Any ideas or suggestions would be greatly appreciated.
Edit: There have been some good ideas put forward so far, but to clarify: the order of the tables doesn't matter, just the contents.
You could resort to the following workaround:
Add a column to each table where you store a hash over the content of all other columns.
Add an index to the new column.
Compute and store the hash with the record.
Compare the hash columns of your tables instead of using intersect/except.

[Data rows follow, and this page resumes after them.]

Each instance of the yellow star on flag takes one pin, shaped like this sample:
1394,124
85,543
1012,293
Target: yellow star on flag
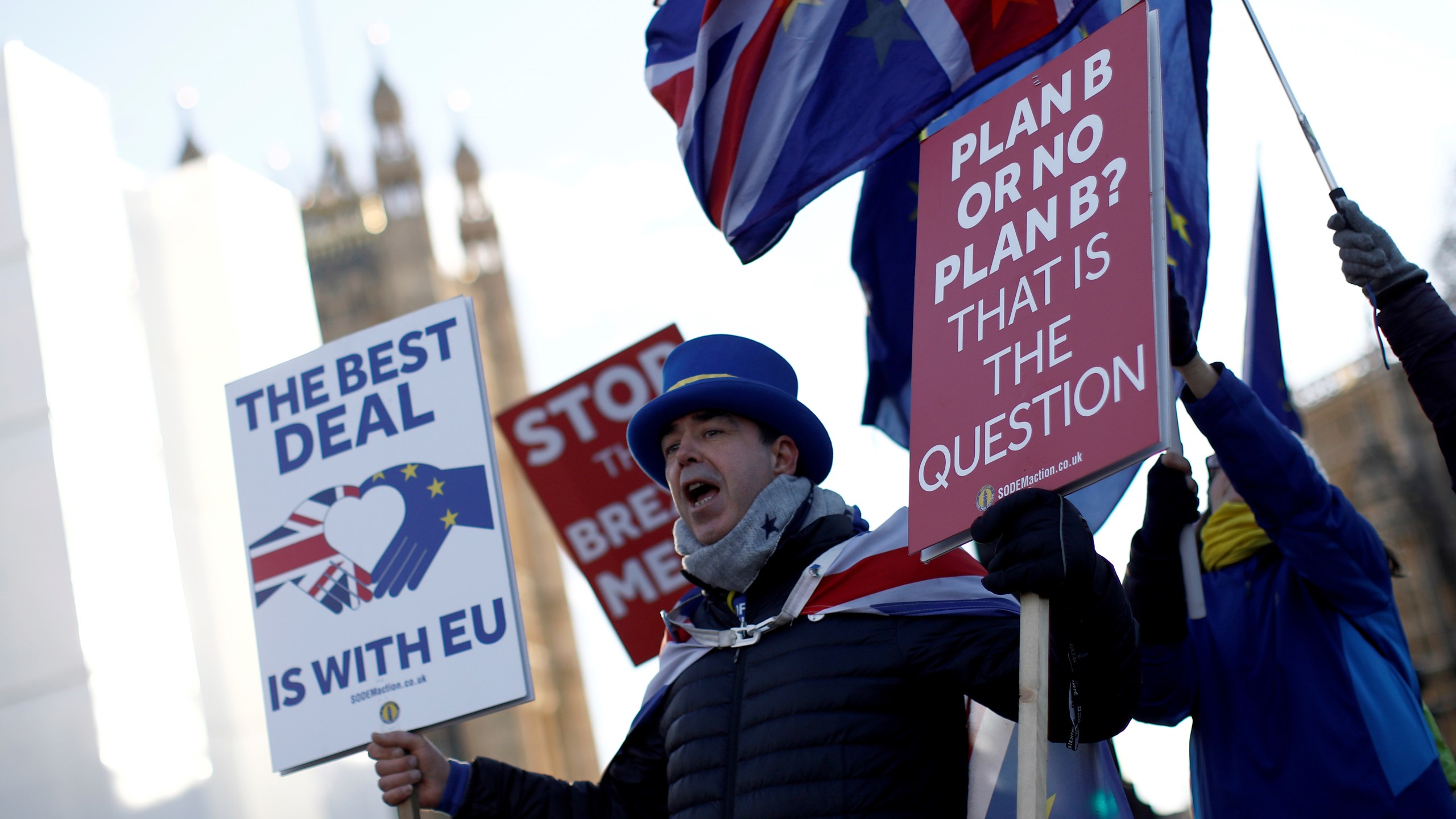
1180,222
794,6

If altering the tables isn't an option you can perhaps create new tables that relate a hash to the primary key or rowid of the hashed record.
With that you shift part of the processing time needed for the comparison to the time you insert/update the records. I would expect this to be significant faster at the time you execute the comparison than comparing all columns of all rows just then.
Of course your hash must be aware of the order of values and produce unique values for every permutation; a simple checksum won't suffice. Suggestion:
Convert every column value to a string.
Concatenate the strings with a separator that's guaranteed not to occur in the values themselves.
Use SHA1 or a similarly sophisticated hashing algorithm over the concatenated string.
You can test whether storing the hash as string, blob or integer (provided it fits into 64 bit) makes a difference in speed.
Yes, it will take a lot of time for a single thread (or even several) on a single hard drive to crawl billions of raws.
It can obviously be better with stronger DB engines but indexing all your columns would not really help in the end.
You have to resort to precalculation or distributing your dataset amongst multiple systems...
If you have a LOT of RAM you can try copying the SQLite files first in /dev/shm allowing you to read your data straight from memory and benefit a performance boost.